The next day, Greg told Debbie that he needed to raise money to build another orphanage or the officials would throw him in jail. Even though Debbie didn’t think the officials had the legal capacity to do that, she followed along because of how upset he seemed. He regularly updated her on how much money he had raised, claiming that he was calling people left and right for the sum. The day after that, he called her to say he only had to raise $3000 more. However, he was struggling to get the money together by the 10:30 PM deadline that night. That was when he asked her if she could borrow the rest from her. He promised he would pay her back as soon as he returned home.

“I knew what was coming,” she stated. “Three hours later, I send a text and I go, ‘no, I’m not going to be able to help you with any money, and no, I’m not going to be able to pick you up at the airport tomorrow.
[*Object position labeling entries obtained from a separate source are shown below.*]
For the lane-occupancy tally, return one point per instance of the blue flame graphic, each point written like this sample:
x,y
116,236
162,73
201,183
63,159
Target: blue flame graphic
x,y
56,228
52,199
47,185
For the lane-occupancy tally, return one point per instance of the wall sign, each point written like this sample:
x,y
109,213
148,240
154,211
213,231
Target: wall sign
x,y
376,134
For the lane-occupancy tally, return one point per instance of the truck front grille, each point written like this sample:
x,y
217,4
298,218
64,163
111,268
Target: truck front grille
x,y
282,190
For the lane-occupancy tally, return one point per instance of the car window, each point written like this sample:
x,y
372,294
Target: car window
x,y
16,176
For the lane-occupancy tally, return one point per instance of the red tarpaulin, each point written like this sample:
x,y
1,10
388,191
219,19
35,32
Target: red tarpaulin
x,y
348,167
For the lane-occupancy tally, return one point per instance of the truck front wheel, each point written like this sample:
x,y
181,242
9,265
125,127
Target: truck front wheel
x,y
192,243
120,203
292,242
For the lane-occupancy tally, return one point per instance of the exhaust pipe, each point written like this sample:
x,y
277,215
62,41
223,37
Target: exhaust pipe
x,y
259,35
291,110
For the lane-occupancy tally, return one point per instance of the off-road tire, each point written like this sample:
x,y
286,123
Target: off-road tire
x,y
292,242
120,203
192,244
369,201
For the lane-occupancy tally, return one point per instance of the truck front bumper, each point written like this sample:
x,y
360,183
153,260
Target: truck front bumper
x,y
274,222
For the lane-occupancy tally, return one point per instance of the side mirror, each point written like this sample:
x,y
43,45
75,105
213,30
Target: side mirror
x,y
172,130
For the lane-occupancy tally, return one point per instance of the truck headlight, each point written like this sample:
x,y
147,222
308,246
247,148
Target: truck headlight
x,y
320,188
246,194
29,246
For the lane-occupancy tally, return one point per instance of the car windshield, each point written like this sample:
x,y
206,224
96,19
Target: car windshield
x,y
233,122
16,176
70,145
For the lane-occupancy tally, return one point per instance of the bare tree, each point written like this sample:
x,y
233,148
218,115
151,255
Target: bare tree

You need to get somebody else. Lastly, whoever you are, whatever your name is, we’re done, we’re through. Period.’”

She blocked him on her phone, but hours later unblocked him one final time to ask for an explanation. She didn’t receive a response until a couple days later, when she received an email from him asking how she was doing. In the email, he admitted that everything he told her was a lie, and also said that this was his first time scamming through online dating.

“He said he’s a poor boy from Africa, and there are no jobs for him there. He said that he knows I have a sweet heart, a caring heart.” Debbie recalled. “And if there’s any way I could find a place in my heart to forgive him, as he could really use a $300 Google Play card.”

She printed out the email and deleted it from her computer. To this day, she does not believe that it was his first time scamming—he was simply too good at it. The only time his story sounded incoherent was when he accidentally gave contradictory information on how tall he was. Otherwise, she thought his background made perfect sense.

“He knew exactly the right things to say.” She reasoned. “He even knew how much time it takes to get from North Carolina to Texas via airplane.”

Despite the heartbreak Debbie had to endure from finding out her relationship was fake all along, she was fortunate in that she spotted the scam before sending any money to the perpetrator. Others in her position are not so lucky. According to the Federal Trade Commission, people reported losing $201 million to romance scams in 2019. Scammers like Greg create fake profiles on dating sites and social media to strike up a relationship and build trust with the victim. Often these scammers look for older women like Debbie, particularly those who are emotionally vulnerable targets. Like Greg, these scammers will often pretend to work on an oil rig, in the military, or as a doctor with an international organization. After building trust with their target, they’ll give various reasons for why they need money: to pay off gambling debts, to plan their visit to the target, or to support a charity they’ve founded.

The FTC recommends that people take certain precautions when meeting someone online to protect themselves from scammers. These include slowing down the relationship, never transferring money, and contacting the bank right away after sending money to a potential scammer.

While no dating site can guarantee that their user base is entirely scammer-free, dating apps like iris are diligent in ensuring the users on their app are authentic. During registration, users must take a selfie to ensure the photos they’ve uploaded to their profile match who they actually are. Iris uses artificial intelligence technology to cross check the facial features of the users with the photo they’ve uploaded. There are also real people on iris’s backend who check the selfies to make sure nothing suspicious is going on.

When asked what advice she would give to other widows who are hoping to online date, Debbie had some wise words to offer.

“The advice I would probably give is, if you can’t talk through Skype or something like that, that’s a big red flag.” Debbie said. “I knew I was lonely, I didn’t know I was that lonely until I got the attention back to me. But you really find out how gullible you can be.”